Instead
of a steeple, the roof had a sculpted hand with a finger pointing up to God.
That was just one reason I found our church creepy, why I dreaded dressing up
to go there that Christmas Eve. The old organ wheezed beyond closed doors,
cuffed my ears with fearsome groans when ushers admitted us.
I
held on to my mother’s hand. Everything was dim, the red carpet under our feet
almost invisible. One wrong step might swallow you. My family eased into a pew,
my sister and I last, closest to the aisle.
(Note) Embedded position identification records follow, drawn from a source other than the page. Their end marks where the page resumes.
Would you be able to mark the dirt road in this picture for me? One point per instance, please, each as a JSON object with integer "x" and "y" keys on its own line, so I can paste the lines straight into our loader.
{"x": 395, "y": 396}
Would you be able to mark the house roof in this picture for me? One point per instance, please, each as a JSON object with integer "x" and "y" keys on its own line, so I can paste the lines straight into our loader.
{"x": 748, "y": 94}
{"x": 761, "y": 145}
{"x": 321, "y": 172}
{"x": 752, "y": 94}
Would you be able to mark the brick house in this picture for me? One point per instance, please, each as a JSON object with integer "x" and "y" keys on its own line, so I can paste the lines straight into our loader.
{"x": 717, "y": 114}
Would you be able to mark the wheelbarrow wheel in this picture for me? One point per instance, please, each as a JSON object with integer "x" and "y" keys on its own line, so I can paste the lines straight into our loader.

Mom had a paper bag; inside were
two wrapped boxes, presents for unnamed poor families.
I
had to crane my neck to see down the aisle to the tree standing on the altar.
It wasn’t a pretty one. Its colored bulbs were sparse. After the pastor had
everybody pray and lit the worship candles, things looked warmer. All the
Sunday School classes were going to take turns delivering gifts to the Christ
child, a swaddled baby doll in a cradle waiting on the altar steps.
During
the second verse of Silent Night I
joined the first graders emanating like ghosts from dark pews. We bumbled to
the tree, knocking shoulders, where some helpful Mom with a holly corsage took
our gifts and arranged them by the cradle. Most of the presents looked the
same, down to the wrapping paper that was on sale at the A&P: poinsettia,
candy cane, or reindeer print. Among the modest gifts, though, was a large one
with a fancy red bow. Its wrapping glittered like tinsel. All of us saw it and
pretended we didn’t.
When
it was kindergarteners’ turn to go up, they went one by one. Some had to have a
parent go with them, some didn’t. We were on the last verse of Little Town of Bethlehem when Marilyn
Lynell started up the aisle on her own. She was a round child, big for her age,
with a dumpling face and pale eyes. Her looks mirrored her thin-haired, thick
bodied father’s. He sang a sonorous bass in the choir.
Marilyn’s
short pinafores always hiked up in the back, showing the creases of her stout
pink knees. That night her sash dangled awry as she made her halting way up to
baby Jesus. The box she carried must have held a man’s tie: small, flat, easy
to carry. Still, not a mother in the congregation wasn’t holding her breath,
watching Marilyn’s unsteady progress. The verse ended, and I saw the corsage mom
at the altar kneel down to help Marilyn settle her gift among the others. Then
the organist fired up O Holy Night.
Underneath
the singing I started to hear a sort of twitter. I strained to see. Marilyn was
coming back down the aisle and as she went, the people behind her rustled like
a sudden wind. Marilyn was not returning to her seat empty-handed. Cheeks
crimson, eyes glazed, she carried, in her passionate, plump embrace, a box big
as her head: the glittery, red-bowed present.